Joanna Wołek
aktualności

Letnia przygoda

Nasza letnia przygoda wydarzyła się w sierpniu. Dzieci po czasie izolacji społecznej, paromiesięcznej monotonii oraz braku kontaktów z rówieśnikami entuzjastycznie reagowały na wszelkie zabawy na świeżym powietrzu, chętnie też rozmawiały z napotkanymi osobami. Nasze zabawy miały być okazją do uczestniczenia w prostych aktywnościach, próbowania rzeczy po raz pierwszy i odkrywania tego, co sprawia uczestnikom i uczestniczkom największą radość. Nie unikaliśmy jednak wysiłku oraz rzeczy, które mogą sprawiać trudność, jak rysowanie czy kolorowanie. Nie ograniczaliśmy się do prac plastycznych, ale także ćwiczyliśmy sprawność manualną, próbując otworzyć zaszyfrowaną kłódkę, przekręcić klucz w zamku czy włożyć wtyczkę do gniazda atrapy.

Początkowo dużą trudność dla dzieci stanowiło dostosowanie się do obowiązujących zasad; każdy chciał robić rzeczy po swojemu. Czasami dochodziło do konfliktów albo mali uczestnicy i uczestniczki smucili się, kiedy coś nie wychodziło tak, jak by chcieli. Na szczęście jednak te chwile należały do rzadkości i szybko mijały. Znacznie więcej było śmiechu i współpracy, by dokonać rzeczy, z których można być dumnym.

W trakcie wakacyjnej przygody dzieci dowiedziały się o sobie mnóstwa nowych rzeczy. Dostrzegają już, że w trakcie beztroskiej zabawy w ruchu i wygłupów z kolegami wszyscy dobrze się bawią, za to przygotowanie sałatki lub deseru nie dla każdego jest przyjemne. Pojawiły się również rozbieżności zdań przy wyborze zaproponowanych książeczek, gier planszowych oraz wizji własnej przyszłości. Niektórzy widzą się w roli strażaków, inni paleontologów, padła też propozycja pracy w kosmosie czy pracy badawczej związanej z dinozaurami.
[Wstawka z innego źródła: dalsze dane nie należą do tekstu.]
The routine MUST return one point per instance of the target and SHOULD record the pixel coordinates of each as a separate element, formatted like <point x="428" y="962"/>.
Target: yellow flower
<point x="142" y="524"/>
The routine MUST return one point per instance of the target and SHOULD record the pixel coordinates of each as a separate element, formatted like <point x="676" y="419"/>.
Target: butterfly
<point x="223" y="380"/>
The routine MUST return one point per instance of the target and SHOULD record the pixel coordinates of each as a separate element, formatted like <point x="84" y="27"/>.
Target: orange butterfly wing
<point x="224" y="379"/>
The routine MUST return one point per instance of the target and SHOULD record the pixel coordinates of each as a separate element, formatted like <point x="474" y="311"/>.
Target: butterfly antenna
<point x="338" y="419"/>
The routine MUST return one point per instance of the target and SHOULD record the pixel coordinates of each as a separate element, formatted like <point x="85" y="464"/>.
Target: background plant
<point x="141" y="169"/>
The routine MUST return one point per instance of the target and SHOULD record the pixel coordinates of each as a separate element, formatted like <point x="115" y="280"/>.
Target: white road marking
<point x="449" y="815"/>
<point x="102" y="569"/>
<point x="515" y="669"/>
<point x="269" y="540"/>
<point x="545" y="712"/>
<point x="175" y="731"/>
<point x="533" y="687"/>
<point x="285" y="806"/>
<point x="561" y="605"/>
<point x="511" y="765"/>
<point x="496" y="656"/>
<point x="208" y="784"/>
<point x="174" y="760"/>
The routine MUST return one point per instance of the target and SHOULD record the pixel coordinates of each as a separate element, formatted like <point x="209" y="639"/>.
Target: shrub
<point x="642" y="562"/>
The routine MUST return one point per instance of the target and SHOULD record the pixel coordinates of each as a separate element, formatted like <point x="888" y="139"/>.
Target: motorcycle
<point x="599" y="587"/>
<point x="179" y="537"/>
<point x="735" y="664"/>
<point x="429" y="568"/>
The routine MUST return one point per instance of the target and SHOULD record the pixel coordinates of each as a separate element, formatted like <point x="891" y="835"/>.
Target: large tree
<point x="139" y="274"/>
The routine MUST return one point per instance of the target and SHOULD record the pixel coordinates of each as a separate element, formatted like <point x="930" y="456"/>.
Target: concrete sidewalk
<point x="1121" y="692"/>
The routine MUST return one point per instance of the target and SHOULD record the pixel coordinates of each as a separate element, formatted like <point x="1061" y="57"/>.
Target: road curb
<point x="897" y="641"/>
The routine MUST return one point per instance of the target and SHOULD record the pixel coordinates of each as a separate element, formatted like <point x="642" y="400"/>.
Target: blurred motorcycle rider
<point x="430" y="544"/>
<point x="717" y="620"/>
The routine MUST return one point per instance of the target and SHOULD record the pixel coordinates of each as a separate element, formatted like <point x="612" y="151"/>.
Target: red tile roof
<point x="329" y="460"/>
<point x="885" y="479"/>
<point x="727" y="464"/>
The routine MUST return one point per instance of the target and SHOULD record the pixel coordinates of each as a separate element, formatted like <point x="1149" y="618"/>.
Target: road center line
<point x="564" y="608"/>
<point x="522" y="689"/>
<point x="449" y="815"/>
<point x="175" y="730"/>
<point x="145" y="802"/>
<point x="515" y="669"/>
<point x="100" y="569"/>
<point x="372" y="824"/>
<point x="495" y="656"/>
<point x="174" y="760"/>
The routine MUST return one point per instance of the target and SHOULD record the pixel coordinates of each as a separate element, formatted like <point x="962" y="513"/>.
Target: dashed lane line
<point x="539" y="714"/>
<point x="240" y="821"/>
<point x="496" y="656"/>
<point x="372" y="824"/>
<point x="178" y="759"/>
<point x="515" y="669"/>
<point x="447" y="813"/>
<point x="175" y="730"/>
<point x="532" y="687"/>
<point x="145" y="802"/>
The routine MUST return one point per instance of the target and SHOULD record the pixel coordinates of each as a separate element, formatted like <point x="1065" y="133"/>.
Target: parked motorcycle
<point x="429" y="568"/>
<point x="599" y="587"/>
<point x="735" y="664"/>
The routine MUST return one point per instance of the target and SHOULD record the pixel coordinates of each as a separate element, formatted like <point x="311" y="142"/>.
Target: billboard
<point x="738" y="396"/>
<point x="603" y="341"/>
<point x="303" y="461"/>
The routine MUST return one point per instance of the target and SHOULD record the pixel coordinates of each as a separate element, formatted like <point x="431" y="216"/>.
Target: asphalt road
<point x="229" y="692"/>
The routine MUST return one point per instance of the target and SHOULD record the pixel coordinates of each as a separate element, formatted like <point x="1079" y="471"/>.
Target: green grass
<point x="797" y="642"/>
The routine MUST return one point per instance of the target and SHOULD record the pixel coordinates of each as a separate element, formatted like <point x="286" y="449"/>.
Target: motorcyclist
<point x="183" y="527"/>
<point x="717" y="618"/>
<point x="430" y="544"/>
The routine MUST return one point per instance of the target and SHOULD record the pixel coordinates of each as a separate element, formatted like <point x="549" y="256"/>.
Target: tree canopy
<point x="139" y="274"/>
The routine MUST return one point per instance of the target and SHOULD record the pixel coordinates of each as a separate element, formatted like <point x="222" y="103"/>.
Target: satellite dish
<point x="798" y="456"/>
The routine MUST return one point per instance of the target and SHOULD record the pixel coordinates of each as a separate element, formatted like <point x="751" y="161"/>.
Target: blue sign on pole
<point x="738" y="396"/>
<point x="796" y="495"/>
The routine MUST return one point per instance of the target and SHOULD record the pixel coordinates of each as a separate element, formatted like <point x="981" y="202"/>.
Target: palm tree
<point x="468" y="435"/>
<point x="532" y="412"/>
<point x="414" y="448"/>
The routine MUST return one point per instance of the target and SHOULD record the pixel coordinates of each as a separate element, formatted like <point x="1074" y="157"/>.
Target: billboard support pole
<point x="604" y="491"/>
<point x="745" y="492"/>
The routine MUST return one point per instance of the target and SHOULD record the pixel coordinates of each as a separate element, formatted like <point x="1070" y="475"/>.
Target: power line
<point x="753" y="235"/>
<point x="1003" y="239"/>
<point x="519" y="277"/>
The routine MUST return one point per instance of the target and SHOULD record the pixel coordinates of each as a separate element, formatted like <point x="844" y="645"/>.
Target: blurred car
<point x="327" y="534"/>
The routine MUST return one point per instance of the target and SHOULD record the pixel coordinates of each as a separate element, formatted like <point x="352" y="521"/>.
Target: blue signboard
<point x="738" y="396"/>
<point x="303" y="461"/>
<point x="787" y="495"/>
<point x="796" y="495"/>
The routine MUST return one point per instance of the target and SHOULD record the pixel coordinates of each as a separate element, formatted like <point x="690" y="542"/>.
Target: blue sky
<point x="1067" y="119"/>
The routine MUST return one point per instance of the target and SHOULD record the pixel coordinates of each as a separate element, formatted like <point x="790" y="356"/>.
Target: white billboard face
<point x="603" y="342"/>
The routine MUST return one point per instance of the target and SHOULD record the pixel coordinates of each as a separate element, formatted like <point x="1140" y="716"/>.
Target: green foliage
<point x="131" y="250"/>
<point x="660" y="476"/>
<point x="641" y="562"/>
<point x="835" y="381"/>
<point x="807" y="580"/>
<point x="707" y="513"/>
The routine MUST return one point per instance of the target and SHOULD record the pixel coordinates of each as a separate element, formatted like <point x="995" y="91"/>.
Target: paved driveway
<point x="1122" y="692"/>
Różnorodność pomysłów i wypowiedzenie ich na głos sprawiło, że dzieci czerpały wiedzę od siebie wzajemnie oraz poznawały inny punkt widzenia.

Nasz wspólnie spędzony czas to również długie, niespieszne spacery, obserwacja owadów, zrywanie roślin do zielnika, sianie swoich własnych ziół. Bliski kontakt z przyrodą był niezwykle przyjemny, jednak zdarzało się, że musieliśmy szybciej kończyć zabawy na świeżym powietrzu z powodu atakujących nas komarów.

Ze względu na pandemię COVID-19 bawiliśmy się zawsze w małej grupie i byliśmy bardzo ostrożni w naszych działaniach, jednak niektóre zabawy wymagają interakcji większej liczby osób, dlatego zachowując wszelkie normy bezpieczeństwa, zdecydowaliśmy się na zabawę w szerszym gronie. Któregoś dnia zaprosiliśmy dodatkowo kolegów i koleżanki i okazało się, że najlepsza zabawa to ta w grupie, ponieważ wtedy pojawia się więcej możliwości, więcej pomysłów i wzajemnych inspiracji do nowych działań. Wszyscy mamy nadzieję na zabawę w liczniejszym gronie już niedługo, po ustaniu pandemii. Tymczasem wspólnie spędzone chwile będziemy przypominali sobie, oglądając pamiątkowe zdjęcia.